Бедная сочинительница пьес не могла согласиться с этой теорией, в то время как я, памятуя о том, какие изменения в цене претерпели за сегодняшний день Аугуста и Карла, был убежден, что я совершенно прав. Но когда я попытался это объяснить, вмешалось выпитое мною вино, и я сбился с мысли.
— Послушай, — сказал я, — допустим, сейчас твоя стоимость измеряется величиной икс; так вот, если ты позволишь мне коснуться твоей ножки, твоя стоимость сразу же увеличится по крайней мере еще на один икс.
Слова я сопроводил действием.
Густо покраснев, Альберта отдернула ногу и, стараясь казаться остроумной, сказала:
— Но это уже не теория, это практика! Я пожалуюсь Аугусте!
Должен признаться, что и мне эта ножка показалась отнюдь не сухой теорией, но я запротестовал с самым невинным видом:
— Это чистая, чистейшая теория, и с твоей стороны очень дурно, если ты воспринимаешь ее иначе.
Фантазии, которые рождает вино, обретают реальность свершившегося факта.

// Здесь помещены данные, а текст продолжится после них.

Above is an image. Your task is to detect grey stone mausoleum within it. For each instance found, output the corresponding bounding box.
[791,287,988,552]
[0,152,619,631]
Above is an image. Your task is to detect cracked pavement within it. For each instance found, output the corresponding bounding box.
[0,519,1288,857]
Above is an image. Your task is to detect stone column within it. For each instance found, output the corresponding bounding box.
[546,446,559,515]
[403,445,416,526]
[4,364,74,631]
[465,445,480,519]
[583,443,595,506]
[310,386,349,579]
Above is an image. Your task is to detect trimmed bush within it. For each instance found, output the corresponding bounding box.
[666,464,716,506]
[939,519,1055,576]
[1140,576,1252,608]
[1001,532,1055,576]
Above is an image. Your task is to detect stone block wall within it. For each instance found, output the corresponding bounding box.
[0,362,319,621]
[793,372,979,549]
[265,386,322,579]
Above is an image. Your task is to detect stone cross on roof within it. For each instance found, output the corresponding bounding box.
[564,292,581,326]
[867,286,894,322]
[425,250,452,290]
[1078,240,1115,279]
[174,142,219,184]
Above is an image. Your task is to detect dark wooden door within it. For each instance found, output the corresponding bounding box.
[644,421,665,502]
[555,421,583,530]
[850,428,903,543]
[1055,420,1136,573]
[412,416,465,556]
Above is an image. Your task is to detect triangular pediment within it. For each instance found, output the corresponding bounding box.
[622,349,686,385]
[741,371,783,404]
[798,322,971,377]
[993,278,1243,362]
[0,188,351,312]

Мы с Альбертой долго не могли забыть, что однажды я прикоснулся к ее телу, сказав ей к тому же, что делаю это с удовольствием. Слова подчеркнули жест, а жест — слова. До тех пор пока она не вышла замуж, у нее всегда находились для меня румянец и улыбка, а потом — румянец и гнев. Так уж устроены женщины. Каждый новый день приносит им новое истолкование прошедшего. Должно быть, у них нескучная жизнь! Я же истолковывал тот свой жест всегда одинаково: я словно украл тогда какую-то прелестную вещицу с острым и своеобразным вкусом и ароматом, и Альберта сама виновата в том, что некоторое время я старался напоминать ей об этом поступке, а потом, позже, отдал бы все на свете за то, чтобы она о нем забыла.